El arequero Alejandro Orlando sigue al frente del básquet del club Ricardo Gutiérrez de Arrecifes. Esté será su segundo año como director técnico del equipo de primera, que compita en la Liga de básquet de Pergamino.
“Renovamos un año más con el Ricardo Gutiérrez de Arrecifes que compite en la Liga de Pergamino. Tuvimos una buena pretemporada, arrancamos temprano, a mediados de enero, con el preparador físico haciendo la puesta a punta en la parte física y después de ahí pasamos a lo técnico y táctico”, contó. “En todo esto tenemos en cuenta que en estas categorías los jugadores van y vienen y tuvimos bajas con algunos que se fueron a otros equipos de la zona que están en categorías más competitivas y tuvimos que cubrir esos baches. Tuvimos la posibilidad de sumar dos refuerzos de jerarquía”.
Ya tuvieron algunos amistosos, para prepararse para el torneo oficial…
“El básquet es un deporte muy físico y muy competitivo y más allá de entrenar toda la semana, se necesita un espacio para medirse con un rival. Así que tuvimos amistosos con Gimnasia de Pergamino, que es uno de los equipos fuertes de la Liga y que se reforzó para el torneo. Jugamos en Arrecifes un primer partido que fue parejo pero lo ganamos nosotros y antes de anoche tuvimos la revancha en Pergamino y ganamos por 12 puntos. Rescatamos muchas cosas positivas y otras para mejorar”.
¿Qué expectativas tienen para este torneo?
“El primer torneo se juega a todos contra todos, son 18 fechas y después los cruces. El año pasado hicimos una gran campaña, quedamos terceros en los dos torneos y superamos las expectativas. Este año vamos a tratar de mantener primero la competitividad y después de ser intensos en cuanto a nuestra filosofía de juego y hacernos fuertes de local. Vamos a debutar el 8 de marzo de local contra el club Sirio Libanés y el objetivo principal es clasificar entre los ocho primeros para meternos los playoffs. Si podemos estar entre los primeros cuatro puestos, mejor”.
Ya entrando en tu segundo año, ¿cómo te sentís como entrenador?

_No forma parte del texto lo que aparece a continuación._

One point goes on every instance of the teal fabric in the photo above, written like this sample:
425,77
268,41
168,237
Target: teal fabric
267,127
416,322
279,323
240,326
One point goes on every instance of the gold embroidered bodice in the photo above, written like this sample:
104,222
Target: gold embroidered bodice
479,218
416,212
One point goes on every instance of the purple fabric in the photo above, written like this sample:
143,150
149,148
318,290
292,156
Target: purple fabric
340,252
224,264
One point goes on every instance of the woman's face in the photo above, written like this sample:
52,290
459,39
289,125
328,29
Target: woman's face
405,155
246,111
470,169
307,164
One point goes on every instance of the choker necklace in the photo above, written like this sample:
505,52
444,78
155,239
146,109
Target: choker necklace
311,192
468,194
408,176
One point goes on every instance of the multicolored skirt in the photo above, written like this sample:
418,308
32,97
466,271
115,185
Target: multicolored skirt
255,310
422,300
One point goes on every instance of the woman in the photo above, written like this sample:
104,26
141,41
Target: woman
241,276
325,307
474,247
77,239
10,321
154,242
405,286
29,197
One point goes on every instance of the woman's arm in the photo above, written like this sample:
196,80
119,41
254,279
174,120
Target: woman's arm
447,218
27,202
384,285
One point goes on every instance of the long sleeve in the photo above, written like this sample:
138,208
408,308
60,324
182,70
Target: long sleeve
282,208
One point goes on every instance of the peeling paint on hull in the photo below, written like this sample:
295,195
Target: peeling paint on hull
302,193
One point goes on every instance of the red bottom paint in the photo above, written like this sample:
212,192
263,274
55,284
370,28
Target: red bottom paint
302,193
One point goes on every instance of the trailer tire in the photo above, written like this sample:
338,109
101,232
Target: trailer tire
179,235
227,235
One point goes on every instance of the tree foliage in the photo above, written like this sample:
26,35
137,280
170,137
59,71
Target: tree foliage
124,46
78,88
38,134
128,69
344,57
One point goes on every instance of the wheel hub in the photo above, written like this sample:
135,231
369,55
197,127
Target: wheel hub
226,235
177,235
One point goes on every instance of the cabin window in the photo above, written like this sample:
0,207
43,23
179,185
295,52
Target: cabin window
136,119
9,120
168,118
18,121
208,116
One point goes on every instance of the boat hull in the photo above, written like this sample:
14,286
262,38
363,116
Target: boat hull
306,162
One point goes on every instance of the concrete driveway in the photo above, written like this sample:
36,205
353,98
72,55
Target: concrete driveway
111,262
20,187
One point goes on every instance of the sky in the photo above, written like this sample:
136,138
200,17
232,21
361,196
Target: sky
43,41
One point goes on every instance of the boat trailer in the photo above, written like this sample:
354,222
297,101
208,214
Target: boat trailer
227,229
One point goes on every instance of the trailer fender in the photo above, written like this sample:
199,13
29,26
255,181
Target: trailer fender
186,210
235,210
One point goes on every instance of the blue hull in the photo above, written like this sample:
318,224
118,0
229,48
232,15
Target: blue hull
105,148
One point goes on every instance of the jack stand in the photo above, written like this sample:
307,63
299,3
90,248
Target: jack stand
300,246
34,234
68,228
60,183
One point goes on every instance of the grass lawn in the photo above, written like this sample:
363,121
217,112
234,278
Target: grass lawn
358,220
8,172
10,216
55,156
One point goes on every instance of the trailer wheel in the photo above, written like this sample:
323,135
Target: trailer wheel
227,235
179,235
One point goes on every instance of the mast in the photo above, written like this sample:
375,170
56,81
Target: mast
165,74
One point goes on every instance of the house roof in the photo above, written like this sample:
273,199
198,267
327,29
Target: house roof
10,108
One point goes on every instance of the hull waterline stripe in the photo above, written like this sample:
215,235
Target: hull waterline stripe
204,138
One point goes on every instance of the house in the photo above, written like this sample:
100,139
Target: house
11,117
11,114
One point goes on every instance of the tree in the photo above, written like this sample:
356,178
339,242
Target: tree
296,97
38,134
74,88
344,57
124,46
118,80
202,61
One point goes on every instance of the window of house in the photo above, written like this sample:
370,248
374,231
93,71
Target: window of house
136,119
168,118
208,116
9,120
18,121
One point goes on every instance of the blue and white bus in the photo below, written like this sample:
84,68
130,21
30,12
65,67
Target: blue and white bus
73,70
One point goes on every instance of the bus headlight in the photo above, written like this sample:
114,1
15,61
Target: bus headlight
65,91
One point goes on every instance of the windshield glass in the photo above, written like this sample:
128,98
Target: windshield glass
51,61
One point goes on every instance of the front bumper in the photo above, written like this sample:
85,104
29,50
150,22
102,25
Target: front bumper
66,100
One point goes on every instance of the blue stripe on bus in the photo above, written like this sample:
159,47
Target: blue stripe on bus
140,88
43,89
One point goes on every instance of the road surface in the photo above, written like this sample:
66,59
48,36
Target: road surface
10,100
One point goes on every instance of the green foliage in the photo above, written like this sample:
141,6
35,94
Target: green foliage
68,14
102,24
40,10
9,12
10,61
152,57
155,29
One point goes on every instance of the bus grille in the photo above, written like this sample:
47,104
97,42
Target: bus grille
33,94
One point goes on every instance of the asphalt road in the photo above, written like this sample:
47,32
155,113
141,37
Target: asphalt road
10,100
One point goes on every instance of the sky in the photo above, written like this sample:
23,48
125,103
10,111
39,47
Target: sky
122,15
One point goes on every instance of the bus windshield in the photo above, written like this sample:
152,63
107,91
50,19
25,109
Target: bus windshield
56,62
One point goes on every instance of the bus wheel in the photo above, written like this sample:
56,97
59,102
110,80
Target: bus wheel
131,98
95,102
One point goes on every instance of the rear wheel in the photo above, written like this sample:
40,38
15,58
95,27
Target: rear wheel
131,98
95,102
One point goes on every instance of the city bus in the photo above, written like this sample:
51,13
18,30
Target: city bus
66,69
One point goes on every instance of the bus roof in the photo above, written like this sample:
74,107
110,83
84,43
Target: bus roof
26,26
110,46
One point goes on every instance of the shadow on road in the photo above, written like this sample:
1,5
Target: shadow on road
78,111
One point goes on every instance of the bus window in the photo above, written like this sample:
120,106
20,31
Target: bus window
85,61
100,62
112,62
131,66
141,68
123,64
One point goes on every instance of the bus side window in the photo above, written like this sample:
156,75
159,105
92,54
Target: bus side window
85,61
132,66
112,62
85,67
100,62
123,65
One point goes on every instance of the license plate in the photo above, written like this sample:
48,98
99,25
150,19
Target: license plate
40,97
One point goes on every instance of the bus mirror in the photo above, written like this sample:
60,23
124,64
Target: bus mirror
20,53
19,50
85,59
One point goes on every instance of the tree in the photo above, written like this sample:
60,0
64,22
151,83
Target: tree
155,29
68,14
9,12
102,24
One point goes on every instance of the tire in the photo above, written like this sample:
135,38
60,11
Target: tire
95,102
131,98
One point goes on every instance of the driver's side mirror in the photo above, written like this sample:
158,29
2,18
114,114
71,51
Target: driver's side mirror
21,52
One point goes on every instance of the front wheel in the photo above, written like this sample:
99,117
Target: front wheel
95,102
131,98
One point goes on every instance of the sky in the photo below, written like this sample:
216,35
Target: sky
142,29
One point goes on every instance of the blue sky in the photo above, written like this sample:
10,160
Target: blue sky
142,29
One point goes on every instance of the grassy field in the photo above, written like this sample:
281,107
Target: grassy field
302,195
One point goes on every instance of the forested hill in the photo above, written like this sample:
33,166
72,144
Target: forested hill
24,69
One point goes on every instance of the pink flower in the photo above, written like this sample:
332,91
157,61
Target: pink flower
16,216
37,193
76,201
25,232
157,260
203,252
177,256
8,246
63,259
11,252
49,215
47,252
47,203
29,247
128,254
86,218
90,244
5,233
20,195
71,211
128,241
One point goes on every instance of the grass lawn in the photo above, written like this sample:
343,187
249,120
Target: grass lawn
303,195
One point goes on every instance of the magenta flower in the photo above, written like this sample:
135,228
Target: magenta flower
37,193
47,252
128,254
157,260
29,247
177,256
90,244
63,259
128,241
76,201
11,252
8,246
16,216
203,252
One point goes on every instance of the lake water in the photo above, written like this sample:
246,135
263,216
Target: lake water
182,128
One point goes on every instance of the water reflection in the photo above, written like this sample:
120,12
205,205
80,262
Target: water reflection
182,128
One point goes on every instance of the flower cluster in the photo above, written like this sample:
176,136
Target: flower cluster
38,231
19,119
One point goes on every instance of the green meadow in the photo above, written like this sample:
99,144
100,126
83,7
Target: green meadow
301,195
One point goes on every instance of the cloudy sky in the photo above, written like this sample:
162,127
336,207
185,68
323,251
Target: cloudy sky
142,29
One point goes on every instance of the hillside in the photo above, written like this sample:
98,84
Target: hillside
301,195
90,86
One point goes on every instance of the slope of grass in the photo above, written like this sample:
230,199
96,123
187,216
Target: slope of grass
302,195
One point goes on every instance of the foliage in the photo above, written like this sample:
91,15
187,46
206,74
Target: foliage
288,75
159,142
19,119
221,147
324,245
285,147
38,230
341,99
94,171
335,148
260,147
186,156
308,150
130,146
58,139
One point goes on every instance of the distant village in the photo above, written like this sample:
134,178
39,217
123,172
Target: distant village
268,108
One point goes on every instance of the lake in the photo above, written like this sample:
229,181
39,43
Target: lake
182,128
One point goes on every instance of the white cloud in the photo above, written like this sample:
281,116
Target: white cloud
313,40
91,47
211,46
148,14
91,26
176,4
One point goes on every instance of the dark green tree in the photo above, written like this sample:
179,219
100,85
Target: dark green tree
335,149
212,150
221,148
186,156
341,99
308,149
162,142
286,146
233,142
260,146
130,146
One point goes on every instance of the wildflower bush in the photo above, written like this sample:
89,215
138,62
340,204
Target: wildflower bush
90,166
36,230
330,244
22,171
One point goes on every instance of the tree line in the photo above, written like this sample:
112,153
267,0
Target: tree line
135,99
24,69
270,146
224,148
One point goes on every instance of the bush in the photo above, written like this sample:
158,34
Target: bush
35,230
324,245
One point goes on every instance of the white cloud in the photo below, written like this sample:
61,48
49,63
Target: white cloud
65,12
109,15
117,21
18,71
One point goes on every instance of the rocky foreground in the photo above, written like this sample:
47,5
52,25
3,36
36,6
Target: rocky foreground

“Al principio era todo muy nuevo. El equipo, el club, el torneo, los árbitros. Ahora me siento con más herramientas, conozco a los jugadores, al equipo, al club, su identidad y su proyecto. Por un lado eso está bueno porque brinca más confianza, pero a eso hay que saber manejarlo”.
Te fuiste al Ricardo Gutiérrez después de muchos años en Tempestad, ¿extrañás un poco el club?
“La gente me vincula mucho con el básquet y yo me vinculo mucho con Tempestad. Me formé ahí, fui jugador, sigo siendo socio y acercándome a ver los partidos. Siempre lo extraño y le deseo lo mejor. Me gusta mucho cómo está el club, cómo ha crecido y cómo lo mantienen y hablo siempre con los muchachos, nos encontramos, compartimos y les deseo siempre lo mejor en lo que se propongan”.